Танька по-прежнему не отводила от меня круглые глаза.
— А я? — наконец, сказала она.
— Понимаешь, я подумал, что так будет лучше, — сказал я. — Так будет честно, понимаешь?
— А я?! — сказала Танька. — Я не переживу, если потеряю тебя второй раз — об этом ты подумал?!
Я опустил голову. Танька, сдерживая слезы, медленно сняла венок.
— Пойдем ко мне, — решительно сказала она.
— А мать?
— Она со своими еще на завод пойдет.
Мы молча вошли в Танькину квартиру, и, едва она захлопнула дверь, кинулись друг на друга и стали целоваться как сумасшедшие. Танька одновременно с этим, наступив каблуком на носок, вытаскивала ноги из сапог. Мне было сложнее, у меня были шнурки. Я поджал ногу, как цапля, и за спиной, на мгновение опустив руку, развязал один, потом другой. Потом мы мелкими шажками стали двигаться вбок по коридору, наткнулись сначала на холодильник, потом на косяк и наконец на стол в комнате, на котором с утра расставлен был праздничный сервиз и рюмки. Здесь мы остановились.
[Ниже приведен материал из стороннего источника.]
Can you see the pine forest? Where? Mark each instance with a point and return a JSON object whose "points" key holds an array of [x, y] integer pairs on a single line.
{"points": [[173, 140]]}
Помедлив немного, я осторожно поехал ладонями вниз. Добравшись до бедер, я начал медленно, незаметно зажевывать в ладонь тонкую юбку, подтягивая ее пальцами. Танька положила было свою руку сверху, но тут же снова убрала мне на плечо. Юбка была длинная, у меня уже болели губы, когда я наконец вытянул ее всю. Нащупав край, я с восторженно похолодевшим сердцем запустил ладони под нее… И опять наткнулся на материю.
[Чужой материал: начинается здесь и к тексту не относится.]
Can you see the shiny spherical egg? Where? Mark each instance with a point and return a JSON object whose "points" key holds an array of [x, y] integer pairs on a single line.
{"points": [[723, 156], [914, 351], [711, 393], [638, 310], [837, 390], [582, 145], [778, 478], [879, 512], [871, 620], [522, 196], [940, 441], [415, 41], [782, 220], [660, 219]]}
Мы одновременно глянули вниз: я держал задранный передник, а юбка была на месте. Я от неожиданности разжал руки, и легкий ситец, на который потрачено было столько труда, съехал обратно. Танька, глядя на меня сумасшедшими глазами, нащупала ладонью застежку.
— Ну? — задыхаясь, требовательно спросила она.
— Что? — задыхаясь, спросил я.
— Желание.
— Я… хочу… А мать когда придет? — быстро спросил я.
— Не раньше двух, — быстро ответила Танька.
Мы глянули на большие часы на стене. На часах было двенадцать.
— Я хочу… — начал снова я, стараясь не смотреть на Таньку, ослепительно красивую в этом украинском костюме, блуждая соловыми глазами по комнате. В груди у меня опять разгонялся скорый поезд.
И в этот момент я увидел фотографию брата на Танькином столе в углу — точно такую же, как у меня.
— Я хочу… — упавшим голосом сказал я. — Чтобы мы встретились через десять лет в этот же день!
Танька устало, но, как мне показалось, в то же время и с облегчением опустила плечи.
— В этот же праздник, ровно через десять лет! — повторил я, сам ошеломленный только что придуманным желанием.